Feminismus ist kein Männerhass! ♀=♂


Responses

  1. Also zum Thema kurze Haare oder rasierte Beine. Eine Frau kann tun, was sie will. Ein Mann muss das aber nicht attraktiv finden, Frauen wollen hierauf immer einen Anspruch haben, dass Männer sie gut finden, egal wie sie aussehen oder sich verhalten. Selbiges ist fat acceptance. Ähnlich ist es auch in Berufen mit Kundenkontakt. Da mzss man auch adrett rüberkommen, da kann eine Frau nicht mit haarigen Beinen und kurzem Rock kommen.
    Zum Thema Arbeitsteilung: ja als Frau kann ich wählen zwischen Haushalt und Beruf. Ich als Mann muss eine Frau versorgen können oder ich bleib alleine.

    • „Ähnlich ist es auch in Berufen mit Kundenkontakt. Da mzss man auch adrett rüberkommen, da kann eine Frau nicht mit haarigen Beinen und kurzem Rock kommen.“

      Merkwürdige Zeiten. Vor 20 Jahren wäre keine Frau auf die Idee gekommen, sich die Haare aus den Beinen zu rupfen.
      Und kein Mann hätte angeekelt gerufen: „Iiiih, die hat Haare auf der Haut!“

      Leute, Ihr guckt zu viele Mangas und jagt zu oft Pokémons.

      • Carnofis ich stehe auf haarige Frauen. Außerdem hatte man da auch bei Rock Strumpfhosen die blickdicht sind an.
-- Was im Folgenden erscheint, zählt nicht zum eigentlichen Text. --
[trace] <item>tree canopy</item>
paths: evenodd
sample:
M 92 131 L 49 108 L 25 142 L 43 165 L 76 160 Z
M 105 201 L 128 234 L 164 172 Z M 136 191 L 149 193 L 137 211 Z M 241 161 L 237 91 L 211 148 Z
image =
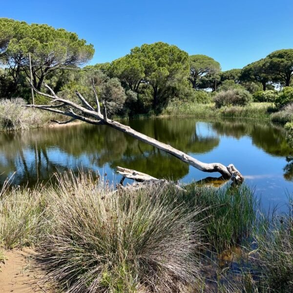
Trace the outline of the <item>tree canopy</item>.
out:
M 274 81 L 289 86 L 293 74 L 293 49 L 278 50 L 269 54 L 264 67 L 267 73 L 274 76 Z
M 266 72 L 266 60 L 261 59 L 244 67 L 241 71 L 240 79 L 245 81 L 260 83 L 263 89 L 266 90 L 267 84 L 272 80 L 272 75 Z
M 190 77 L 188 78 L 193 88 L 197 88 L 201 83 L 201 78 L 211 79 L 221 70 L 220 63 L 204 55 L 193 55 L 189 57 Z
M 222 71 L 220 73 L 221 81 L 224 82 L 227 80 L 232 80 L 235 84 L 239 84 L 240 82 L 241 74 L 241 69 L 238 68 Z
M 153 108 L 166 102 L 167 91 L 189 73 L 188 54 L 174 45 L 163 42 L 144 44 L 112 63 L 111 72 L 132 90 L 141 84 L 153 91 Z
M 8 66 L 15 84 L 21 73 L 29 76 L 28 54 L 31 56 L 33 82 L 40 89 L 45 76 L 61 66 L 76 66 L 93 57 L 92 44 L 75 33 L 46 24 L 28 24 L 0 19 L 0 62 Z

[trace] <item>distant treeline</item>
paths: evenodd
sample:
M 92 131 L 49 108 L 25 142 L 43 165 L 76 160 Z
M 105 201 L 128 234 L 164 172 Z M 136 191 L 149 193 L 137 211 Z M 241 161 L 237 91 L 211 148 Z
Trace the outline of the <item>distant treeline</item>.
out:
M 36 88 L 45 81 L 61 96 L 75 99 L 77 89 L 93 99 L 92 78 L 110 114 L 157 112 L 170 99 L 207 102 L 213 92 L 235 87 L 253 94 L 292 84 L 293 49 L 226 71 L 211 57 L 188 55 L 163 42 L 135 47 L 111 63 L 82 67 L 94 53 L 93 46 L 76 33 L 0 18 L 0 98 L 29 101 L 29 54 Z M 258 94 L 261 100 L 263 95 Z M 37 103 L 44 102 L 36 97 Z

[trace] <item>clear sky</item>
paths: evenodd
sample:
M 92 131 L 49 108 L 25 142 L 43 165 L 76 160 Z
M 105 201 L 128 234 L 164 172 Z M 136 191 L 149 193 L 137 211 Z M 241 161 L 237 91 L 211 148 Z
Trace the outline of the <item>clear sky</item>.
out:
M 93 44 L 91 64 L 162 41 L 242 68 L 293 48 L 293 0 L 2 0 L 0 17 L 47 23 Z

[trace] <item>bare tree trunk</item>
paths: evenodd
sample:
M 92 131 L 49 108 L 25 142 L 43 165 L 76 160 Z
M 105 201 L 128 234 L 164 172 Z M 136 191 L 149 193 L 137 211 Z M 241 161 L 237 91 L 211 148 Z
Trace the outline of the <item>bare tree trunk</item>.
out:
M 25 106 L 37 108 L 46 111 L 58 113 L 69 116 L 71 118 L 75 118 L 91 124 L 107 125 L 117 130 L 126 133 L 139 140 L 162 149 L 199 170 L 209 173 L 218 172 L 222 175 L 223 178 L 226 179 L 231 178 L 233 181 L 237 182 L 242 182 L 243 181 L 243 176 L 232 165 L 230 165 L 226 167 L 218 163 L 208 164 L 200 162 L 191 156 L 171 146 L 141 133 L 133 129 L 129 126 L 126 126 L 117 121 L 107 119 L 106 113 L 105 113 L 103 115 L 101 112 L 94 110 L 93 108 L 85 101 L 82 95 L 77 91 L 76 91 L 75 93 L 83 103 L 83 104 L 85 105 L 85 107 L 81 106 L 68 100 L 59 98 L 49 86 L 46 84 L 44 84 L 45 86 L 50 90 L 52 95 L 40 92 L 33 87 L 32 84 L 31 85 L 37 93 L 52 99 L 53 102 L 58 102 L 61 104 L 58 105 L 26 105 Z M 59 110 L 58 108 L 63 108 L 63 110 Z M 73 112 L 72 108 L 78 110 L 79 112 L 79 114 Z M 105 109 L 104 109 L 104 112 L 106 112 Z M 91 118 L 88 118 L 89 116 Z

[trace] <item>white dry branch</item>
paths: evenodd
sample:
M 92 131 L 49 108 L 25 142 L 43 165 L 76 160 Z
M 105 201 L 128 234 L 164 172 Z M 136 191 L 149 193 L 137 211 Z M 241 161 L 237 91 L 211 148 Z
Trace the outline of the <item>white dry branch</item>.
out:
M 50 99 L 51 100 L 51 103 L 58 102 L 60 104 L 57 105 L 25 105 L 25 106 L 26 107 L 37 108 L 69 117 L 70 118 L 70 120 L 65 123 L 69 123 L 73 121 L 73 119 L 74 119 L 74 120 L 81 120 L 95 125 L 107 125 L 117 130 L 126 133 L 140 141 L 162 149 L 199 170 L 209 173 L 218 172 L 221 174 L 224 179 L 231 179 L 235 183 L 241 183 L 243 181 L 243 176 L 232 164 L 226 167 L 219 163 L 206 163 L 200 162 L 169 145 L 167 145 L 145 134 L 141 133 L 133 129 L 129 126 L 126 126 L 117 121 L 108 119 L 107 117 L 106 106 L 104 101 L 103 101 L 104 105 L 103 114 L 101 113 L 98 95 L 93 85 L 93 87 L 97 106 L 97 110 L 94 109 L 83 97 L 82 94 L 77 91 L 75 91 L 75 94 L 81 101 L 84 106 L 69 100 L 58 97 L 53 89 L 45 83 L 43 83 L 43 85 L 51 93 L 51 94 L 39 91 L 34 87 L 30 82 L 30 84 L 31 86 L 37 93 Z M 56 121 L 56 122 L 58 123 L 64 123 L 64 122 L 59 121 Z M 139 173 L 137 171 L 135 172 L 138 173 Z

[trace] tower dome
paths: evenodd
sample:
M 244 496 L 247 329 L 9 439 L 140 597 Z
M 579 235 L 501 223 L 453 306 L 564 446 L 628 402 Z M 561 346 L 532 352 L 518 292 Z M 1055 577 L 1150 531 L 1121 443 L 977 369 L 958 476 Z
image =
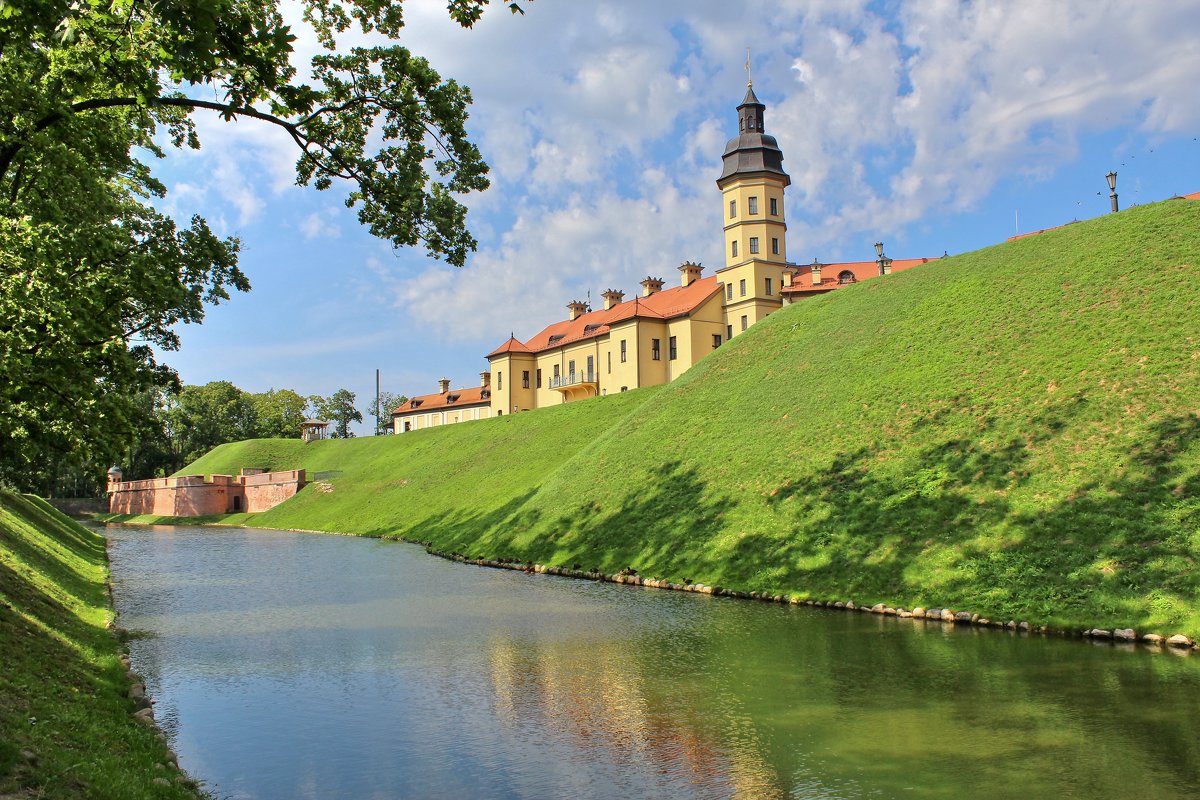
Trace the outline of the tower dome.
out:
M 727 181 L 739 175 L 762 173 L 781 176 L 784 186 L 792 182 L 784 172 L 784 151 L 779 149 L 775 137 L 764 133 L 766 110 L 767 107 L 755 96 L 754 86 L 748 85 L 746 96 L 738 106 L 738 134 L 728 140 L 721 156 L 718 186 L 724 188 Z

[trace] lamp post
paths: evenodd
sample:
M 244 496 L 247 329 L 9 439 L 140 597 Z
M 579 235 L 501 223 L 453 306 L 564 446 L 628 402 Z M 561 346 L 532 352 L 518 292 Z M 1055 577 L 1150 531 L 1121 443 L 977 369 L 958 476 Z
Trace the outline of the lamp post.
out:
M 883 254 L 883 242 L 875 242 L 875 254 L 878 257 L 875 263 L 880 266 L 880 275 L 888 275 L 892 272 L 892 259 Z

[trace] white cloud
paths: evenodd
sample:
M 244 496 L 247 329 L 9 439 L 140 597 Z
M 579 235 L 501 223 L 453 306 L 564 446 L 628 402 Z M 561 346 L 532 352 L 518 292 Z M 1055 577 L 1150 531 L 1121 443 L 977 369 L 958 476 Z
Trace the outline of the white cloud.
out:
M 492 190 L 467 200 L 482 246 L 461 270 L 418 251 L 364 257 L 366 283 L 347 283 L 390 287 L 397 327 L 446 341 L 528 336 L 588 289 L 671 281 L 684 259 L 715 267 L 714 179 L 748 44 L 793 181 L 797 260 L 862 252 L 851 242 L 869 258 L 876 236 L 974 207 L 1007 175 L 1052 175 L 1087 132 L 1200 126 L 1200 40 L 1181 35 L 1200 29 L 1195 5 L 539 0 L 523 17 L 493 5 L 470 31 L 444 5 L 404 11 L 402 43 L 474 92 L 469 128 L 493 169 Z M 311 36 L 300 47 L 316 50 Z M 197 122 L 204 167 L 173 201 L 272 218 L 294 180 L 287 136 Z M 296 224 L 317 239 L 336 235 L 332 218 Z M 347 243 L 361 235 L 346 228 Z
M 305 239 L 337 239 L 342 230 L 329 219 L 328 213 L 313 211 L 300 221 L 300 233 Z

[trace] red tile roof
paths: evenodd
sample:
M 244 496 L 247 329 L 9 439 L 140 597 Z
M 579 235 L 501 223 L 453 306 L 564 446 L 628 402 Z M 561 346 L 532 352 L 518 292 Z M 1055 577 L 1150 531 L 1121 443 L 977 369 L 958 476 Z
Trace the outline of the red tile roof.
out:
M 487 392 L 485 395 L 485 392 Z M 454 399 L 450 399 L 450 398 Z M 472 386 L 470 389 L 451 389 L 444 393 L 419 395 L 410 397 L 395 409 L 392 416 L 402 414 L 420 414 L 422 411 L 436 411 L 438 409 L 462 408 L 463 405 L 490 405 L 492 392 L 487 386 Z
M 521 344 L 521 342 L 517 341 L 517 337 L 510 336 L 508 342 L 496 348 L 484 357 L 491 359 L 493 355 L 499 355 L 500 353 L 530 353 L 530 350 L 524 344 Z
M 515 338 L 510 338 L 488 353 L 487 357 L 502 353 L 539 353 L 572 342 L 594 338 L 607 333 L 612 325 L 626 319 L 634 319 L 635 317 L 642 319 L 672 319 L 674 317 L 683 317 L 696 311 L 696 308 L 719 290 L 720 282 L 715 275 L 710 275 L 707 278 L 692 281 L 691 284 L 685 287 L 662 289 L 648 297 L 634 297 L 632 300 L 617 303 L 612 308 L 589 311 L 575 319 L 564 319 L 547 325 L 523 344 Z
M 920 266 L 922 264 L 929 264 L 930 261 L 936 261 L 936 258 L 896 258 L 892 260 L 893 272 L 904 272 L 905 270 L 911 270 L 914 266 Z M 780 289 L 781 294 L 806 294 L 806 293 L 822 293 L 836 289 L 841 283 L 840 276 L 842 272 L 852 272 L 854 275 L 854 282 L 866 281 L 868 278 L 876 278 L 880 276 L 880 265 L 877 261 L 842 261 L 841 264 L 822 264 L 821 265 L 821 283 L 812 285 L 812 265 L 804 264 L 800 265 L 796 277 L 792 278 L 792 285 L 784 287 Z

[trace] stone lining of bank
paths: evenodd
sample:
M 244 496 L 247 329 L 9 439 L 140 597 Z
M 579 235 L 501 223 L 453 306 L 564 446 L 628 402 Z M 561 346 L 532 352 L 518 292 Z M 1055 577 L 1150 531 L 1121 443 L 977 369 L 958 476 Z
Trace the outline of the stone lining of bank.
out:
M 313 531 L 316 533 L 316 531 Z M 385 537 L 386 539 L 386 537 Z M 545 566 L 542 564 L 532 563 L 515 563 L 515 561 L 499 561 L 496 559 L 474 559 L 463 555 L 462 553 L 443 553 L 436 551 L 428 542 L 414 542 L 416 545 L 424 545 L 427 553 L 431 555 L 437 555 L 438 558 L 449 559 L 451 561 L 460 561 L 462 564 L 474 564 L 475 566 L 496 567 L 499 570 L 518 570 L 521 572 L 532 572 L 538 575 L 558 575 L 565 578 L 582 578 L 586 581 L 599 581 L 604 583 L 620 583 L 632 587 L 646 587 L 649 589 L 666 589 L 670 591 L 691 591 L 694 594 L 712 595 L 714 597 L 733 597 L 737 600 L 757 600 L 768 603 L 781 603 L 791 606 L 812 606 L 815 608 L 835 608 L 848 612 L 860 612 L 868 614 L 880 614 L 883 616 L 895 616 L 896 619 L 914 619 L 925 620 L 932 622 L 946 622 L 950 625 L 971 625 L 976 627 L 991 627 L 1008 630 L 1018 633 L 1037 633 L 1040 636 L 1060 636 L 1068 638 L 1087 638 L 1096 640 L 1111 640 L 1116 643 L 1127 643 L 1130 645 L 1140 644 L 1147 648 L 1166 648 L 1174 652 L 1190 654 L 1193 651 L 1200 651 L 1200 643 L 1194 642 L 1190 637 L 1183 633 L 1176 633 L 1170 637 L 1164 637 L 1158 633 L 1142 633 L 1139 636 L 1133 628 L 1054 628 L 1048 625 L 1032 625 L 1026 621 L 1016 620 L 992 620 L 979 614 L 967 612 L 967 610 L 955 610 L 953 608 L 913 608 L 912 610 L 905 608 L 892 608 L 884 603 L 876 603 L 874 606 L 858 606 L 852 600 L 836 600 L 836 601 L 821 601 L 821 600 L 804 600 L 794 595 L 772 595 L 762 591 L 737 591 L 733 589 L 725 589 L 722 587 L 709 587 L 702 583 L 672 583 L 662 578 L 643 578 L 636 572 L 624 571 L 617 572 L 614 575 L 605 575 L 604 572 L 589 572 L 587 570 L 569 570 L 560 566 Z
M 108 548 L 112 547 L 112 540 L 107 536 L 104 537 L 104 561 L 106 565 L 109 563 Z M 194 778 L 192 778 L 187 772 L 179 766 L 179 756 L 170 747 L 167 741 L 167 733 L 158 727 L 158 721 L 154 717 L 154 698 L 146 692 L 146 685 L 142 679 L 142 675 L 133 672 L 133 664 L 130 661 L 130 654 L 126 650 L 124 643 L 124 636 L 128 632 L 115 622 L 116 616 L 116 604 L 113 602 L 113 576 L 109 573 L 104 579 L 104 588 L 108 594 L 108 607 L 113 610 L 114 619 L 109 620 L 108 628 L 116 636 L 122 637 L 121 640 L 121 652 L 118 655 L 118 660 L 121 662 L 121 667 L 125 669 L 125 679 L 128 681 L 128 688 L 126 690 L 126 696 L 133 700 L 133 705 L 137 709 L 130 716 L 133 717 L 140 724 L 150 728 L 155 736 L 158 738 L 163 745 L 167 746 L 167 758 L 164 763 L 157 764 L 158 769 L 163 771 L 163 775 L 155 777 L 151 783 L 156 786 L 170 786 L 172 782 L 178 783 L 192 792 L 197 793 L 197 796 L 208 796 L 200 793 L 200 784 Z M 174 781 L 167 777 L 167 775 L 174 776 Z

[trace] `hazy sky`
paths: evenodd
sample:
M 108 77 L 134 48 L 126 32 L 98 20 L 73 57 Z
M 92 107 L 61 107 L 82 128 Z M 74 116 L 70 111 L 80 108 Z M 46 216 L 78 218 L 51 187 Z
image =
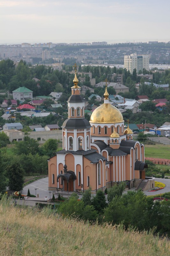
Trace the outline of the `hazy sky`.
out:
M 0 44 L 168 41 L 170 11 L 170 0 L 0 0 Z

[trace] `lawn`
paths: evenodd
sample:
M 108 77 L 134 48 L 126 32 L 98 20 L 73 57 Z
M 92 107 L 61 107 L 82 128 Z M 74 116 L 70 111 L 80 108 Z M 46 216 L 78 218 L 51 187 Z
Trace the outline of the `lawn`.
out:
M 157 143 L 156 145 L 145 145 L 146 157 L 170 159 L 170 145 Z

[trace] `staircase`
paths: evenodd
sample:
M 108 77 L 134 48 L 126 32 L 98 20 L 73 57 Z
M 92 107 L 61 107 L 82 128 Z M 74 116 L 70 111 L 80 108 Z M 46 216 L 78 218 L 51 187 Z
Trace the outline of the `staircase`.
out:
M 138 187 L 137 187 L 136 190 L 139 190 L 140 189 L 143 190 L 147 183 L 147 180 L 142 180 L 141 183 L 140 183 L 138 185 Z

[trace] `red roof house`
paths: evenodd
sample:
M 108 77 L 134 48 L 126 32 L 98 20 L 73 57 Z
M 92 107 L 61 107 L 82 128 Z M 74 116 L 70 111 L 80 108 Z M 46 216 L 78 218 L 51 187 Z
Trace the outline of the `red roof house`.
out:
M 19 106 L 17 108 L 18 108 L 18 109 L 23 109 L 23 108 L 26 108 L 28 111 L 35 110 L 35 108 L 34 107 L 31 106 L 29 104 L 24 104 L 23 105 Z

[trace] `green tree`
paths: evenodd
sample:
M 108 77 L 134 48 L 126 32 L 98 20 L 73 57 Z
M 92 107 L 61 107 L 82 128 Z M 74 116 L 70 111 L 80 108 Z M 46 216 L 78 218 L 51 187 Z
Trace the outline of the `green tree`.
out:
M 4 159 L 3 158 L 2 151 L 0 150 L 0 193 L 4 193 L 8 185 Z
M 9 181 L 11 189 L 19 191 L 23 188 L 24 170 L 19 162 L 16 161 L 8 165 L 7 168 Z
M 44 155 L 52 156 L 56 152 L 58 148 L 58 142 L 55 139 L 49 139 L 45 142 L 41 148 L 44 152 Z
M 98 190 L 96 195 L 92 199 L 92 204 L 98 213 L 100 215 L 102 214 L 104 209 L 107 205 L 104 192 L 101 190 Z
M 87 190 L 85 191 L 82 196 L 82 200 L 85 206 L 91 205 L 92 204 L 92 188 L 89 187 Z
M 116 184 L 108 190 L 107 201 L 110 203 L 115 196 L 120 196 L 126 187 L 124 182 Z

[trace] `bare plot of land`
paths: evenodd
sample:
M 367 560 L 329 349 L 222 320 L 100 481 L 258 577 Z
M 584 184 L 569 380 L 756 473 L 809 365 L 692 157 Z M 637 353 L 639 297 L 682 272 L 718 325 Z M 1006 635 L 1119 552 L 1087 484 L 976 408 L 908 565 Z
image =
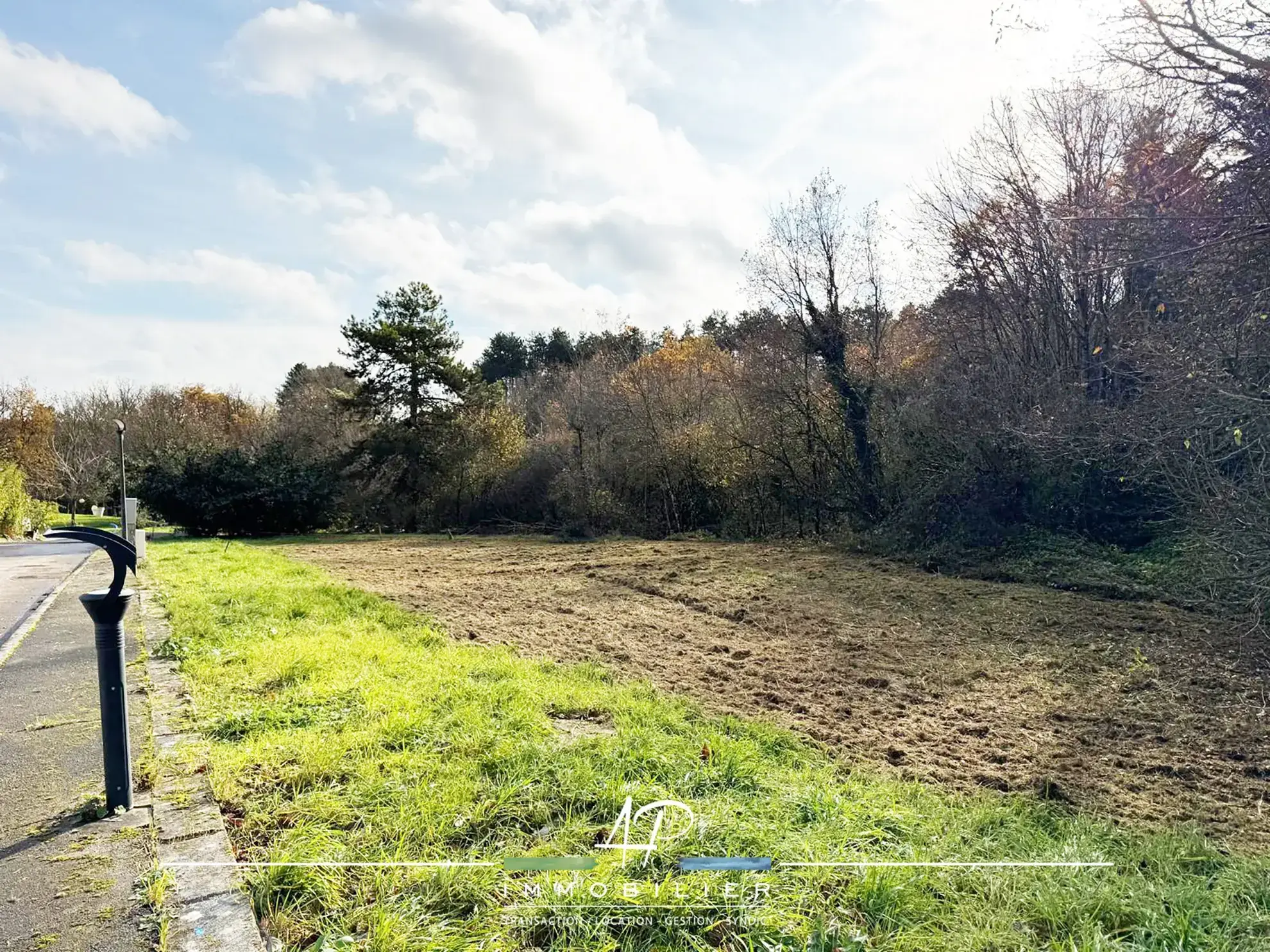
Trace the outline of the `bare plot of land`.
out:
M 1270 844 L 1266 655 L 1204 616 L 796 546 L 409 537 L 290 551 L 453 637 L 601 661 L 848 759 Z

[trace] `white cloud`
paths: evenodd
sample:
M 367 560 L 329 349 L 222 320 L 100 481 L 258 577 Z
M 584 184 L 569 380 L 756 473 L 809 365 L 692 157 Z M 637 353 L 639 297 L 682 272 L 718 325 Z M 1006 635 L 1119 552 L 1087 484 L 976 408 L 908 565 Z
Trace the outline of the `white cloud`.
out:
M 130 381 L 199 383 L 263 400 L 297 360 L 321 364 L 338 359 L 342 343 L 335 325 L 296 334 L 295 325 L 282 320 L 175 320 L 91 314 L 39 302 L 10 305 L 9 311 L 17 320 L 4 329 L 0 381 L 29 380 L 47 395 Z M 51 340 L 86 345 L 50 347 Z
M 596 310 L 662 326 L 739 303 L 740 255 L 762 225 L 758 183 L 630 98 L 667 79 L 646 44 L 662 18 L 645 0 L 429 0 L 364 15 L 300 0 L 248 22 L 227 67 L 258 93 L 340 85 L 362 108 L 408 113 L 444 150 L 418 184 L 511 178 L 530 199 L 460 227 L 328 189 L 328 231 L 352 267 L 425 277 L 483 326 L 577 327 Z
M 48 127 L 74 129 L 133 152 L 169 136 L 185 137 L 175 119 L 131 93 L 105 70 L 48 57 L 0 33 L 0 112 L 11 116 L 28 142 Z
M 66 254 L 91 282 L 159 282 L 189 284 L 255 305 L 264 312 L 301 322 L 329 322 L 342 314 L 338 291 L 348 277 L 264 264 L 199 249 L 177 255 L 142 258 L 118 245 L 67 241 Z

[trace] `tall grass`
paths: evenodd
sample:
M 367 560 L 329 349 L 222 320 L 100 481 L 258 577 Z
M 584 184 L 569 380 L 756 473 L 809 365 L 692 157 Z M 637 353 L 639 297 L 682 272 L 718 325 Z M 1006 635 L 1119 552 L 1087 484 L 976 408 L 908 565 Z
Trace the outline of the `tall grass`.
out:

Ist nicht mehr immer der Fall.

      • „Vor 20 Jahren“ war 1996. Mach da lieber mal 200 draus, dann könnte deine Aussage vielleicht stimmen.

        • So alt bin ich nun auch noch nicht 🙂

          OK, sagen wir 30 Jahre.

      • @ Carnofis

        Ich kann mich erinnern, dass der Joke „Die hat Beine wie ein Reh…“ schon in den 70ern des letzten Jahrhunderts die Runde machten…

      • Vor 20 Jahren war 1996 und da war auch schon Haarfrei
        Selbst in den 80ern haben Frauen ihre Beine rasiert.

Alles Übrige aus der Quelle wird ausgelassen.